Heads up, opinion piece:
Last fall my oldest child had a girlfriend (who he is now broken up with) who, he slowly discovered, was frequently mean. She hated homeschoolers (red flag that he ignored) and in conversation with him dug up findings, gathered evidence, and proved that he was stupid and never actually was given the availability of an education. He was, she knew and proved, uneducated. Her #1 piece of evidence:
Said child had never heard of Anne Frank.
There it is. The evidence. And it was true. He brought it up when we gathered together for our morning read aloud lessons and discussions. And suddenly this blanket of failure descended upon us all. We were all feeling the weight of being bound down by our own failures and stupidity. After a long silence I said out loud, “Well, what do we know about Germany, wars, WWII, and wars in general?” A verbal list began to appear as each child remembered things that we have learned.
*Albretch Druer, goldsmith, wood carver, engraver, artist and painter. Born in Nuremberg Germany, traveled extensively, world renowned, and especially his painting “A Large Piece of Turf”.
*”A Large Piece of Turf” – we learned that on the globe Germany is longitudinally near TN and that many of the same weeds that grow in our yard also grow in that country; plantain, dandelions, speedwell, yarrow.
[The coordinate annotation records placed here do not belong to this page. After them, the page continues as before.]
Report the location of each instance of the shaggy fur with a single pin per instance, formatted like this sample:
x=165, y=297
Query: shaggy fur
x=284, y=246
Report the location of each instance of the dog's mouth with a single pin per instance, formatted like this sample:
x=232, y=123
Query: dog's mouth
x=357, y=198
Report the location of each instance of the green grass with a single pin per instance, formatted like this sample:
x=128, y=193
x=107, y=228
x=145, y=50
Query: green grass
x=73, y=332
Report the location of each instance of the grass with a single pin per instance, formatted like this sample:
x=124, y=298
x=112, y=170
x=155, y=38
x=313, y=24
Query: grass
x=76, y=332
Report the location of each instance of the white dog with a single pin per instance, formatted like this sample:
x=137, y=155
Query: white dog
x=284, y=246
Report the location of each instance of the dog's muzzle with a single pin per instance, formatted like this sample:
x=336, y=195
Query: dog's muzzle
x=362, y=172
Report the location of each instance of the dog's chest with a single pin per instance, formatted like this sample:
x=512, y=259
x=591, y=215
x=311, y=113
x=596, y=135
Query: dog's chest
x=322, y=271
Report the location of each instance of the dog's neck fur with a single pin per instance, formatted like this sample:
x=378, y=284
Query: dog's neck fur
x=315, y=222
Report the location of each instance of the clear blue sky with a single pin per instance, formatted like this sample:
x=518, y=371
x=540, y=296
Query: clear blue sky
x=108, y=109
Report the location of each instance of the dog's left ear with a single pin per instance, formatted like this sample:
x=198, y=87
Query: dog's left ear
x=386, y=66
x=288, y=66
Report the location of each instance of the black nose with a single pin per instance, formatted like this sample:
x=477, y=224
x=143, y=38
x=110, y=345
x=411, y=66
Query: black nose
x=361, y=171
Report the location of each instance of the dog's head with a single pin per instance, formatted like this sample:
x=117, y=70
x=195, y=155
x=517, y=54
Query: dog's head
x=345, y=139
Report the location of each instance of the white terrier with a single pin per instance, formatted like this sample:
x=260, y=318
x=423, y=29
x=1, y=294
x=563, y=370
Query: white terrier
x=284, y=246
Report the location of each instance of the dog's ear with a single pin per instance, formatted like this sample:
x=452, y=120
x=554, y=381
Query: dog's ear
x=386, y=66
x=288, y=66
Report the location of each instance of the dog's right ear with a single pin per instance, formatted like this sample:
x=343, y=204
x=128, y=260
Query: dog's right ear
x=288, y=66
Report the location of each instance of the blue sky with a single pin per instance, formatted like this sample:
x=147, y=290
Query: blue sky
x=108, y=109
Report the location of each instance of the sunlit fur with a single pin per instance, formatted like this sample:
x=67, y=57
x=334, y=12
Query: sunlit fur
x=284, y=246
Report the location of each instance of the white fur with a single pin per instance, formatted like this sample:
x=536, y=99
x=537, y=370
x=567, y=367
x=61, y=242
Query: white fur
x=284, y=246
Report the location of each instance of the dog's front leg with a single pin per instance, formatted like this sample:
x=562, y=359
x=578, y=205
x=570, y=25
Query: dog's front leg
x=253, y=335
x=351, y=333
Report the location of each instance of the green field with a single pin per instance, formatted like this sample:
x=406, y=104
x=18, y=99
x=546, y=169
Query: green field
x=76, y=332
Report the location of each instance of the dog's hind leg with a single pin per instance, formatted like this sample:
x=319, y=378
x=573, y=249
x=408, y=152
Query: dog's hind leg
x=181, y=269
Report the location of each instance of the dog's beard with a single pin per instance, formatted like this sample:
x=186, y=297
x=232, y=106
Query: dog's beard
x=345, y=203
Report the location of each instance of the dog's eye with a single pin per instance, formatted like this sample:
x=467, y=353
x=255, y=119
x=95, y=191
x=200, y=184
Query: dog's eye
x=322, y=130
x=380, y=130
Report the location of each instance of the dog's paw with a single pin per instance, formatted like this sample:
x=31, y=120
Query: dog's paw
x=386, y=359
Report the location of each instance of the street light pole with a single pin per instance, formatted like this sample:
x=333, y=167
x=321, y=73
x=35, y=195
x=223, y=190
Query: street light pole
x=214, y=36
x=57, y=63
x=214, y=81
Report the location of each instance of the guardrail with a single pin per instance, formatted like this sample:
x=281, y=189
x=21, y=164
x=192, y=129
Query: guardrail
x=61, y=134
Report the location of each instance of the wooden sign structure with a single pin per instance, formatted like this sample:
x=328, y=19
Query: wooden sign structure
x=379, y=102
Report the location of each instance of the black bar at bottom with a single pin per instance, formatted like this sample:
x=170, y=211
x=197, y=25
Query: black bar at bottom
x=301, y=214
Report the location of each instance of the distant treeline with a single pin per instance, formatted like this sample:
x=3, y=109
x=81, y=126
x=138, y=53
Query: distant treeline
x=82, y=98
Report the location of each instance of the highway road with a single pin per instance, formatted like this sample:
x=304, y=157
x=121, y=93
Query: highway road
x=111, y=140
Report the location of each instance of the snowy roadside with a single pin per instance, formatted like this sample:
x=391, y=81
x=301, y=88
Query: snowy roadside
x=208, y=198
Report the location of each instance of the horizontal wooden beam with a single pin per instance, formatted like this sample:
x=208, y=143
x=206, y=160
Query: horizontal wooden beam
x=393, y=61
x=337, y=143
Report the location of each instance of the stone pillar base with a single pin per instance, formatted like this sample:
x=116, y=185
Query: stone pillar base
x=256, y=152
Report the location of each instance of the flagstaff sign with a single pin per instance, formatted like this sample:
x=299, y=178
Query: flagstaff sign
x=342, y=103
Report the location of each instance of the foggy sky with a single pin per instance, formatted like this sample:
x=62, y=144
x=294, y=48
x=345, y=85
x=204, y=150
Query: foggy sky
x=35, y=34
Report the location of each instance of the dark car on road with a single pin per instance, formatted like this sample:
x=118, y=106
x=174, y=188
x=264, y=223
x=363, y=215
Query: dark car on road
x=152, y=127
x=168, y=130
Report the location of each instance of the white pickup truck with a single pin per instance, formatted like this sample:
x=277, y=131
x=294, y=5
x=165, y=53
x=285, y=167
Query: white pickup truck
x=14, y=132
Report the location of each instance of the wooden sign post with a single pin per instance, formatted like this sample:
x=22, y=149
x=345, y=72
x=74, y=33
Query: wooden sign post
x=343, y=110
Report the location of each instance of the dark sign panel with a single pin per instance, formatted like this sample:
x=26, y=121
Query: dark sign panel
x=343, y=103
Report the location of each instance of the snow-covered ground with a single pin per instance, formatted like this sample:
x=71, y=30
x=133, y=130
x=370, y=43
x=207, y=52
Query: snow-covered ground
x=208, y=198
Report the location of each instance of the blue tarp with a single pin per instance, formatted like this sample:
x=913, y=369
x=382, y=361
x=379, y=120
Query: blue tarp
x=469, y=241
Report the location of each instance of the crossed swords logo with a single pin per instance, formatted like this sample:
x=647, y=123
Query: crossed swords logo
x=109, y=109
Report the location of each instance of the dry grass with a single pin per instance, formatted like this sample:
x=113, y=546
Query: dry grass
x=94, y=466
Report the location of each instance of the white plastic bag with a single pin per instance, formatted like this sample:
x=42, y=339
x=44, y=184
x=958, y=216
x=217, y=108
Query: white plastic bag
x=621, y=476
*We learned that what is known about the various tribes that made up the goths, visigoths, and Ostrogoths were of Germanic tribes, that they converted to Christianity and were Arians (they did not believe in the trinity), and that they sacked Rome and spread far, even into ancient Hispania.
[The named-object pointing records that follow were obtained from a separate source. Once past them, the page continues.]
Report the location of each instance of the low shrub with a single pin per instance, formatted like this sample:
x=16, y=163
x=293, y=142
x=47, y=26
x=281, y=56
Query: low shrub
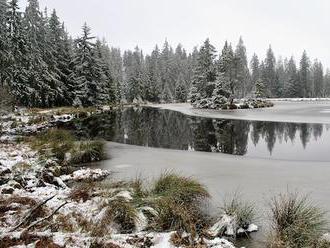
x=296, y=222
x=179, y=204
x=88, y=151
x=244, y=212
x=123, y=213
x=54, y=142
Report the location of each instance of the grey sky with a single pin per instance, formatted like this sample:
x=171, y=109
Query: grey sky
x=289, y=25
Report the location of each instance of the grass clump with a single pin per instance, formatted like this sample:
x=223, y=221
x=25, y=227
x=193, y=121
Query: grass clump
x=62, y=145
x=88, y=151
x=54, y=142
x=121, y=212
x=296, y=222
x=244, y=212
x=178, y=201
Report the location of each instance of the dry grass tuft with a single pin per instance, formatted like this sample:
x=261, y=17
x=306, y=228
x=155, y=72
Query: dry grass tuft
x=296, y=222
x=55, y=142
x=179, y=204
x=88, y=151
x=244, y=212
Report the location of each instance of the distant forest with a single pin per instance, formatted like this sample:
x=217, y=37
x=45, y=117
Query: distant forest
x=42, y=66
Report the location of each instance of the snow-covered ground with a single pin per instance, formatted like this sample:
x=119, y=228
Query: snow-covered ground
x=257, y=179
x=39, y=204
x=284, y=110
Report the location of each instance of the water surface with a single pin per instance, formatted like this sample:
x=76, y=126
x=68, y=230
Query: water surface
x=153, y=127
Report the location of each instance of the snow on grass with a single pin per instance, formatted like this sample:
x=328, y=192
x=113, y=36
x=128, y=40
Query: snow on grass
x=86, y=174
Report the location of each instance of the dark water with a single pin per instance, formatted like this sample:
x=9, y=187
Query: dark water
x=172, y=130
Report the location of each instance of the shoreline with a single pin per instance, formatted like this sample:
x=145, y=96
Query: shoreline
x=313, y=112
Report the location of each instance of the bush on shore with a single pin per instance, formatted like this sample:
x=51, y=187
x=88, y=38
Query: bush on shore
x=296, y=222
x=62, y=145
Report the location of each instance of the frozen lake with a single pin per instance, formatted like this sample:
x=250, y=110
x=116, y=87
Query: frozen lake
x=259, y=158
x=162, y=128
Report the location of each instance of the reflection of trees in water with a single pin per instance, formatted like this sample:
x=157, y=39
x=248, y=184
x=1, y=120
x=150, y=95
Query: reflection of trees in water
x=169, y=129
x=273, y=131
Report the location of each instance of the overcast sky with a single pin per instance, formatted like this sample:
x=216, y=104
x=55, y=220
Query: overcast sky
x=289, y=25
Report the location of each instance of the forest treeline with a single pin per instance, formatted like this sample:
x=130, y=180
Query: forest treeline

But nearer to our modern time, I urged the kids, what do we know about starting from the 20th century?
*Well, we know that WWI was purely political and that many college school boys had to take trains back to their home countries so that they could take up weapons against their classmates. And we know about the great Christmas truce where weapons were discarded and games and songs, and fun times were shared in no mans land.
*We learned that after WWI Germany was left destitute, poverty stricken, and that sanctions put on them afterward lead to economic collapse from the devaluation of the money.
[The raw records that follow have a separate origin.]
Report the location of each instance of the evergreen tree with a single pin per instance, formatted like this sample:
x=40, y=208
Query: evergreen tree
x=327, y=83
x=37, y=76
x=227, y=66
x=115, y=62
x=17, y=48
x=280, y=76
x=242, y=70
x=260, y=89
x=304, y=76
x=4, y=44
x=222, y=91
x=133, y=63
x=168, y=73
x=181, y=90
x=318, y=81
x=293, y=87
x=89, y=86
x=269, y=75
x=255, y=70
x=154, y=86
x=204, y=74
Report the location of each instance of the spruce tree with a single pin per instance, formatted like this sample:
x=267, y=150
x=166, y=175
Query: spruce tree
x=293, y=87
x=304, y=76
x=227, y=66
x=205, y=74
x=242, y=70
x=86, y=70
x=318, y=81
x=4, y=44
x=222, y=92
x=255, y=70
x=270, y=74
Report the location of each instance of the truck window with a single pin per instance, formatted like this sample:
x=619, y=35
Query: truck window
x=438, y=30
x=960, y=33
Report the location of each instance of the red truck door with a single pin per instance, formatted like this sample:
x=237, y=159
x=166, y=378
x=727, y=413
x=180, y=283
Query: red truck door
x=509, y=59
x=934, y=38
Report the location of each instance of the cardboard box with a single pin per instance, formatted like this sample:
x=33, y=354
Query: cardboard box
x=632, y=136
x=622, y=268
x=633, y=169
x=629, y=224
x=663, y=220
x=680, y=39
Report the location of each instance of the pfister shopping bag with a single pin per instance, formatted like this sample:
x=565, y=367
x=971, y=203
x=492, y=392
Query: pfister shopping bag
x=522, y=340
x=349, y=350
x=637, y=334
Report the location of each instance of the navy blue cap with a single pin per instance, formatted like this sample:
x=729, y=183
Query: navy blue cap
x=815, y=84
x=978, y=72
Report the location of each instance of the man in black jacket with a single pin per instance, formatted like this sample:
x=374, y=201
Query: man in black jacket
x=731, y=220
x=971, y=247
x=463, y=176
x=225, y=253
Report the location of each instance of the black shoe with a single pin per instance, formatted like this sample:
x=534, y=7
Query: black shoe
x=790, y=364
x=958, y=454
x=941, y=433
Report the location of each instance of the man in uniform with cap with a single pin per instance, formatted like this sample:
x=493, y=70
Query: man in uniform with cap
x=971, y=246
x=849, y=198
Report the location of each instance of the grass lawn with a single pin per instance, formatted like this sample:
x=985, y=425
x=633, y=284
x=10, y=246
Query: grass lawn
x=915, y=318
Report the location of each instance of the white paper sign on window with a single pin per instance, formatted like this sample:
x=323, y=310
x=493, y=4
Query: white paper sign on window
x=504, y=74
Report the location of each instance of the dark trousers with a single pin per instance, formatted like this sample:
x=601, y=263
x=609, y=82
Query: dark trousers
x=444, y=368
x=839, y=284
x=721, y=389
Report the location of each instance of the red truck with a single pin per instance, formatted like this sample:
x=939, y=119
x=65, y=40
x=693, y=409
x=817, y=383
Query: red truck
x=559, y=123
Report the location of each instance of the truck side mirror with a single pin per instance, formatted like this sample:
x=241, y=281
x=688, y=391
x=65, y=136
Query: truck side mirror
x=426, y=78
*We know about Helmut Huebener, and his two young friends, and the story of how 17 year old Helmut was excommunicated by his local LDS church, and guillotined to death by the nazis.
*We know of Corrie Ten Boom.
*We know of Rick Steve’s travels through Germany.
*We know of, and Michael Jr studied, the ancient language of futhark.
And so we aren’t stupid, are we?
And we know many things, don’t we? And yes, as the mom I was never interested in teaching about Anne Frank, but now that we’ve hit upon something we don’t know we can take the time to learn of it. So we did. We all know of her though I still refuse to read her diary *again*, first time for the kids though.
And here is my point from this long example. All American children are placed in schools every year, thousands of little people, and all taught the same thing, at the same age, in the same manner, expected to arrive at the same conclusions, follow that same path all leading to college and then the work force. School to Work, No Child Left Befind, Common Core. The result is millions of people with the exact same view, same vantage point, same small narrow keyhole to peer through in which to examine a full room. It is not the learning that public school recipients receive that to my mind is the problem, rather the plethora of things left out, and the narrow mindedness that those who looked at the same room, but not through the same key hole, are stupid.
We need more people looking at the same things, and in this example I’m talking about education, from a wider variety of perspectives. We need it.